3.4 KiB
Copying values, pt. 1
In the previous chapter we introduced ownership and borrowing.
We stated, in particular, that:
- Every value in Rust has a single owner at any given time.
- When a function takes ownership of a value ("it consumes it"), the caller can't use that value anymore.
These restrictions can be somewhat limiting.

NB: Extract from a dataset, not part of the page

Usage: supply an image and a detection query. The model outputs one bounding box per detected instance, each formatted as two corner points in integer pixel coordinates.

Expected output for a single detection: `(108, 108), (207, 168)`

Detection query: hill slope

Sometimes we might have to call a function that takes ownership of a value, but we still need to use
that value afterward.
fn consumer(s: String) { /* */ }
fn example() {
let mut s = String::from("hello");
consumer(s);
s.push_str(", world!"); // error: value borrowed here after move
}
That's where Clone comes in.
Clone
Clone is a trait defined in Rust's standard library:
pub trait Clone {
fn clone(&self) -> Self;
}
Its method, clone, takes a reference to self and returns a new owned instance of the same type.
In action
Going back to the example above, we can use clone to create a new String instance before calling consumer:
fn consumer(s: String) { /* */ }
fn example() {
let mut s = String::from("hello");
let t = s.clone();
consumer(t);
s.push_str(", world!"); // no error
}
Instead of giving ownership of s to consumer, we create a new String (by cloning s) and give
that to consumer instead.
s remains valid and usable after the call to consumer.
In memory
Let's look at what happened in memory in the example above.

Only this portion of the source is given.